The one-time Hammers loanee glanced his header past Jaaskelainen and, even then, the ball bounced between Kevin Nolan and Mark Noble on its way into the net.

Speaking candidly, the manager challenged his players to eradicate the costly errors and rise to the challenge immediately going forward.

"It was phase two, picking your man up. It was on the board, we practised on the morning of the match, we practice it every week and we put the name and number of our player next to his, then whoosh!

"I just can't believe it myself and, for me, the worrying thing is that it's happened too many times in the last three or four games.

"After the outstanding performance against Fulham, I never thought I'd see a goal given away like that tonight. Sadly we have and it's cost us very dearly.

"Then, when you want the decision to go for you to get you back in the game, that went against us as well. I can't do anything about the officials, only tell them they were wrong, but I can tell these lads that they are ultimately not concentrating enough on their particular job in those instances.

"You've got to take the pressure, be able to work under the pressure, overcome it and produce your best performances.

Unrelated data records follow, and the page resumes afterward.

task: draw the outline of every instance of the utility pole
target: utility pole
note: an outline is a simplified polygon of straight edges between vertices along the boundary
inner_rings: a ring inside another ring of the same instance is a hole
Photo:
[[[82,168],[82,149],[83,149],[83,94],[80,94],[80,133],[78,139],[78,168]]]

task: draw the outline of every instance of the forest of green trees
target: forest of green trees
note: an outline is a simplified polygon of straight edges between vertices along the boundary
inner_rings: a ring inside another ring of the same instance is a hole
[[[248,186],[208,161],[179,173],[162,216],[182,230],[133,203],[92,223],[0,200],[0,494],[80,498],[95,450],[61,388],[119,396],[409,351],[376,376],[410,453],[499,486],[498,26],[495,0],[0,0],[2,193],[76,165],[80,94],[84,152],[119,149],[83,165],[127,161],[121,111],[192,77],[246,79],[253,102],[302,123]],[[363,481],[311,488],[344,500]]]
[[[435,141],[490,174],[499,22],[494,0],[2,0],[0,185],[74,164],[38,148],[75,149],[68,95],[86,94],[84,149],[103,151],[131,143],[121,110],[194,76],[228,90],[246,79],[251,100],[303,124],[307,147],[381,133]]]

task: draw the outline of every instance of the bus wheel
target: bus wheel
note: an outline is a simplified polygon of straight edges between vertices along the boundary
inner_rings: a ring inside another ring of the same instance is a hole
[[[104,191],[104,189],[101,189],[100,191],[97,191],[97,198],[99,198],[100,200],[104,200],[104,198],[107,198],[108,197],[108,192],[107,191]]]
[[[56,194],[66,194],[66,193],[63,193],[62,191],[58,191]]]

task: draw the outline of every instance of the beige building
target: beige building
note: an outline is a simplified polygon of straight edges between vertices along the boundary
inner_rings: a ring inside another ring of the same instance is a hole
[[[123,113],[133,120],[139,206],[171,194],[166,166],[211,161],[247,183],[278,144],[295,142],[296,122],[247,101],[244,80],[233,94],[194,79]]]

You cannot wilt under pressure or go under, you've got to accept it. The pressure is on us because of our own fault and nobody else's.

"We have to rise to it and make it make us play better, commit fewer mistakes, be more determined and resilient and that's what we've got to be. That will get us back up the league into a safer position.

"Now we've wasted the very good performance and three points we gained on Saturday by throwing this one away."

Before Tuesday's game, the manager privately challenged his players to win back-to-back league matches for the first time this season - a challenge they could not pass.

"I issued the players with a challenge and this is the bit that really disappointed me. I set them the challenge and said 'You've completely cocked up this season compared to last in terms of what we achieved and how we did it'.

"We didn't concede goals from free-kicks and corners and we scored from our own free-kicks and corners. Everybody scored a goal when they had a chance and this season they're not doing that.

"We only lost four games at home the entire last season and we've already lost four, so I said to them 'Do one thing today lads, will you? Go out there and win back-to-back games for the first time, and we didn't. We didn't get a point.

"I'm disappointed, I have to say, that we haven't come away with something. They need to realise that there are not a lot of games to go. More than a third of the season has gone by and our form, in results terms, is getting worse and not better.

"I keep pointing out these dangers and they've got to take it on board and get themselves back on track."